Au niveau européen, l’AI Act, actuellement en phase d’adoption, constitue la première tentative de réglementation systématique de l’intelligence artificielle. Bien que centré principalement sur la gestion des risques sociétaux (discrimination, surveillance, sécurité), le texte contient des dispositions transversales qui pourraient être mobilisées pour intégrer des objectifs environnementaux, notamment à travers le principe "Do No Significant Harm" (DNSH) du Green Deal européen. Toutefois, l’articulation de l’AI Act avec les exigences environnementales reste en grande partie théorique, et aucune obligation spécifique de sobriété énergétique ou de mesure des émissions n’est actuellement prévue dans les systèmes à haut risque.
Le droit français pourrait toutefois évoluer. Certaines propositions visent à faire de la norme SPEC 2314 un critère de sélection dans les marchés publics ou à renforcer les obligations de reporting extra-financier par des indicateurs précis de consommation numérique. Sur le plan contentieux, le Code de l’environnement et le Code civil (article 1240) ouvrent déjà la voie à des actions en responsabilité pour des dommages environnementaux causés par un système d’IA, à condition de démontrer un lien de causalité.
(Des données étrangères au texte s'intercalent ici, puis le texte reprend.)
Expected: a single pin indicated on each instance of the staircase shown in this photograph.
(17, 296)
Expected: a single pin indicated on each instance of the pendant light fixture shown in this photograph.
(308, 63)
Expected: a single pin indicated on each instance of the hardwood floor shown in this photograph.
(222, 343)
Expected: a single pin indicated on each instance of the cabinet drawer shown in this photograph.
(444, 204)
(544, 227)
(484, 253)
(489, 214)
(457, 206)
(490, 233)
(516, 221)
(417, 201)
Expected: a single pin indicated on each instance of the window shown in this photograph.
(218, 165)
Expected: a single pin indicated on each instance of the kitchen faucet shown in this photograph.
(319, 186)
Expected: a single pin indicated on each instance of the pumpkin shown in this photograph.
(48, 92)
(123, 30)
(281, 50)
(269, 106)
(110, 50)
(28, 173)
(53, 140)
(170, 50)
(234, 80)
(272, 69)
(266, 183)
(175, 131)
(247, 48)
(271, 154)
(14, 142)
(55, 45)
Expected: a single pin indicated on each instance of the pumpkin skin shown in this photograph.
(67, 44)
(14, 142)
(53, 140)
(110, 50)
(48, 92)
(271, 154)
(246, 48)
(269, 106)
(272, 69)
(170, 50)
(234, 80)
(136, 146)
La jurisprudence reste encore peu développée sur ce terrain, mais l’émergence de litiges liés à la pollution numérique pourrait accélérer son évolution.
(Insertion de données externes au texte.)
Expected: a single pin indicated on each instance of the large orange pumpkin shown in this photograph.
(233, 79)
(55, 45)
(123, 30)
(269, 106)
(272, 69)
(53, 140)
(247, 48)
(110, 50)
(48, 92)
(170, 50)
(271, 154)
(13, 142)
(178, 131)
Dans cette dynamique, la création d’un label "IA verte", d’un audit environnemental obligatoire pour les systèmes critiques, ou encore l’intégration de la sobriété numérique dans la certification ISO ou dans les outils de contrôle de conformité (CNIL, ARCOM, AFA) sont autant de pistes à explorer. La gouvernance environnementale de l’intelligence artificielle reste en chantier, mais elle devient incontournable.
Conclusion
L’intelligence artificielle cristallise aujourd’hui les contradictions de notre époque : porteuse d’innovations potentiellement écologiques, elle repose encore sur un modèle énergétique intensif et peu transparent. Face à cette ambivalence, le droit joue un rôle crucial : celui d’encadrer les usages, d’imposer la transparence, et d’orienter les pratiques vers une sobriété numérique durable. Si des outils existent déjà, comme la SPEC 2314 ou les obligations de reporting RSE, leur portée demeure limitée tant qu’ils n’ont pas de caractère contraignant.
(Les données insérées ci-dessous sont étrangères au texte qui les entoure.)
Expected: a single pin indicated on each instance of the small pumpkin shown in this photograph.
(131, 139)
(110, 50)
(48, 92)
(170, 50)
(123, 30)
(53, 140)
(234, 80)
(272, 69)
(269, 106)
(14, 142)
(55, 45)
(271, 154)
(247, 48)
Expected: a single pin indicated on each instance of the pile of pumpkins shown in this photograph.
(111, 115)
Le défi juridique des prochaines années sera de transformer ces initiatives volontaires en normes effectives, soutenues par des mécanismes de contrôle et de sanction. À terme, l’intégration d’une régulation environnementale spécifique dans les textes européens et français pourrait faire de l’IA un véritable levier de la transition écologique. Encore faut-il que les choix politiques et réglementaires soient à la hauteur des enjeux climatiques.
Sources :
AFNOR, Spec 2314 – Référentiel pour une IA frugale, juin 2024.
IGPDE, Table ronde « IA, mal ou remède pour l’environnement ? », 6 juin 2025.
Parlement européen, Projet de règlement AI Act, version consolidée 2025.
Code de l’environnement, art. L. 511-1.
Code de commerce, art. L. 225-102-1.
CNIL, Rapport IP n°9 – Données, empreinte et libertés, avril 2024.
CESE, Avis sur l’IA durable, septembre 2024.